In [56]:
import findspark
findspark.init()
import pyspark
import json
sc = pyspark.SparkContext(appName="")
# from P4_bfs import bfs

In [182]:
## Import the character-comic pair.
source = sc.textFile('source.csv')

## For each comic (key), group the comic's characters into a list, then remove the comic key.
def split_raw(x):
    x1 = x.strip('"').split('","')
    if len(x1)==2:
        return (x1[1], x1[0])
source1 = source.map(split_raw).groupByKey().map(lambda x: list(x[1]))
## We are now left with lists of characters in each comic.

## In each list of characters, use each character as the key to create a list of character's neighbors.
## Then combine different neighbor lists for each character.
def comic_to_neighbor(vlist):
    neighbor = []
    for i in range(len(vlist)):
        neighbor.append((vlist[i], vlist[:i] + vlist[i+1:]))
    return neighbor
source2 = source1.flatMap(comic_to_neighbor).reduceByKey(lambda x,y: list(set(x+y))).map(lambda x: (x[0], (1000, x[1]))).cache()
## Now we have (k, v) for k=character and v=neighbors.

In [191]:
def bfs(sourceRDD, root, step_limit = False):
    ## Set the root
    def set_root((node, (dist, neighbors))):
        if (node == root):
            return (node, (0, neighbors))
        else:
            return ((node, (dist, neighbors)))

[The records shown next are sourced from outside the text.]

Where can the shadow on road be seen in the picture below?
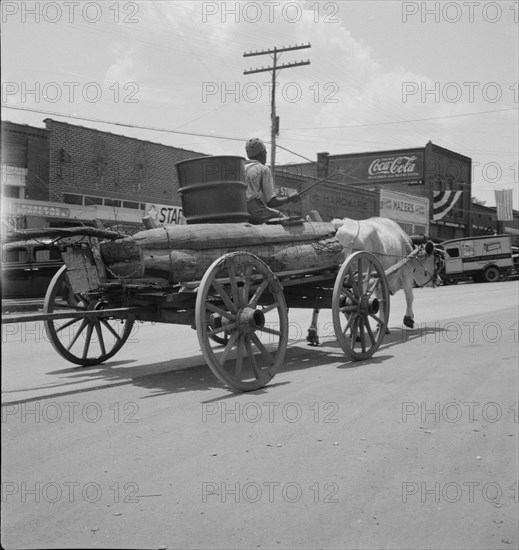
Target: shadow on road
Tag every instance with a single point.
(192, 374)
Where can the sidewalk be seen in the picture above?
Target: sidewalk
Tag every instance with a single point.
(21, 305)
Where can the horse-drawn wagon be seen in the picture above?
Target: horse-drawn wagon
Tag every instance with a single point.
(233, 282)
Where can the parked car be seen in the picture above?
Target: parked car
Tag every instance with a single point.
(484, 259)
(28, 267)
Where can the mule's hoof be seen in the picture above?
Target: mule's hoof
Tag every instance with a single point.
(408, 322)
(312, 338)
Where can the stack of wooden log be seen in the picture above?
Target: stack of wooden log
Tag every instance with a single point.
(178, 253)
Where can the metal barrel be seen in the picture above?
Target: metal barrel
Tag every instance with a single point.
(213, 189)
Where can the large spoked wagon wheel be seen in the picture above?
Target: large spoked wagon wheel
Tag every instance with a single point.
(360, 305)
(87, 341)
(241, 302)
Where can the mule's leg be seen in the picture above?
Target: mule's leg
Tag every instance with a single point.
(312, 337)
(409, 315)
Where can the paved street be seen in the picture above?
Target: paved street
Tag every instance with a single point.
(415, 448)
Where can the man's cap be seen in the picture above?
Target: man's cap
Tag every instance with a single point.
(254, 147)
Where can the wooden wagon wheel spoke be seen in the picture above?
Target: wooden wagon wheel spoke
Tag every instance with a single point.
(252, 358)
(349, 295)
(270, 307)
(247, 281)
(368, 277)
(348, 324)
(220, 311)
(262, 348)
(370, 332)
(360, 295)
(66, 325)
(84, 323)
(225, 329)
(362, 335)
(236, 298)
(99, 333)
(257, 335)
(268, 330)
(88, 338)
(259, 291)
(228, 348)
(225, 297)
(239, 356)
(66, 341)
(110, 328)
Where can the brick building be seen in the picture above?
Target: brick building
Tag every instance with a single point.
(66, 174)
(441, 176)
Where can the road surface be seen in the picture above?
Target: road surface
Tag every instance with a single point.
(415, 448)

    ## Update the node RDD: character, (distance, [list of neighbors])
    ## First we find the current node's neighbors and create a row: neighbor, (current_distance + 1, [empty list])
    def update_node(inputRDD, step, visit_count):
        def find_neighbor((node, (dist, neighbors))):
            next_list = [(node, (dist, neighbors))]
            if dist == step:
                for neighbor in neighbors:
                    next_list.append((neighbor, (step+1, [])))
            return next_list
    ## Then we combine the newly created neighbor with the old neighbor with the updated distance
        outputRDD = inputRDD.flatMap(find_neighbor).reduceByKey(lambda (x1,y1), (x2,y2): (min(x1,x2), y1+y2))
        return outputRDD    

    ## Initialize root and count variables
    nodeRDD = sourceRDD.map((set_root))
    new_count = 1
    visit_count = sc.accumulator(1)
    print root

    ## Depending on if the number of searches is limited, call the bfs multiple times and update the count variables
    if step_limit != False:
        for step in range(step_limit):
            nodeRDD = update_node(nodeRDD, step, visit_count)
            new_count = nodeRDD.filter(lambda (k, v): v[0] == step+1).count()
            visit_count += new_count        
            print "Step: ", (step+1), "; New Nodes: ", new_count, "; Total Nodes: ", visit_count, "."
        return (step+1, visit_count, nodeRDD)
    else:
        step = 0
        while new_count > 0:
            nodeRDD = update_node(nodeRDD, step, visit_count)
            new_count = nodeRDD.filter(lambda (k, v): v[0] == step+1).count()
            visit_count += new_count
            print "Step: ", (step+1), "; New Nodes: ", new_count, "; Total Nodes: ", visit_count, "."
            if new_count == 0:
                return (step+1, visit_count, nodeRDD)
            step += 1

In [192]:
result1 = bfs(source2, 'CAPTAIN AMERICA')
result2 = bfs(source2, 'MISS THING/MARY')
result3 = bfs(source2, 'ORWELL')

CAPTAIN AMERICA
Step:  1 ; New Nodes:  1906 ; Total Nodes:  1907 .
Step:  2 ; New Nodes:  4463 ; Total Nodes:  6370 .
Step:  3 ; New Nodes:  38 ; Total Nodes:  6408 .
Step:  4 ; New Nodes:  0 ; Total Nodes:  6408 .
MISS THING/MARY
Step:  1 ; New Nodes:  6 ; Total Nodes:  7 .
Step:  2 ; New Nodes:  0 ; Total Nodes:  7 .
ORWELL
Step:  1 ; New Nodes:  8 ; Total Nodes:  9 .
Step:  2 ; New Nodes:  0 ; Total Nodes:  9 .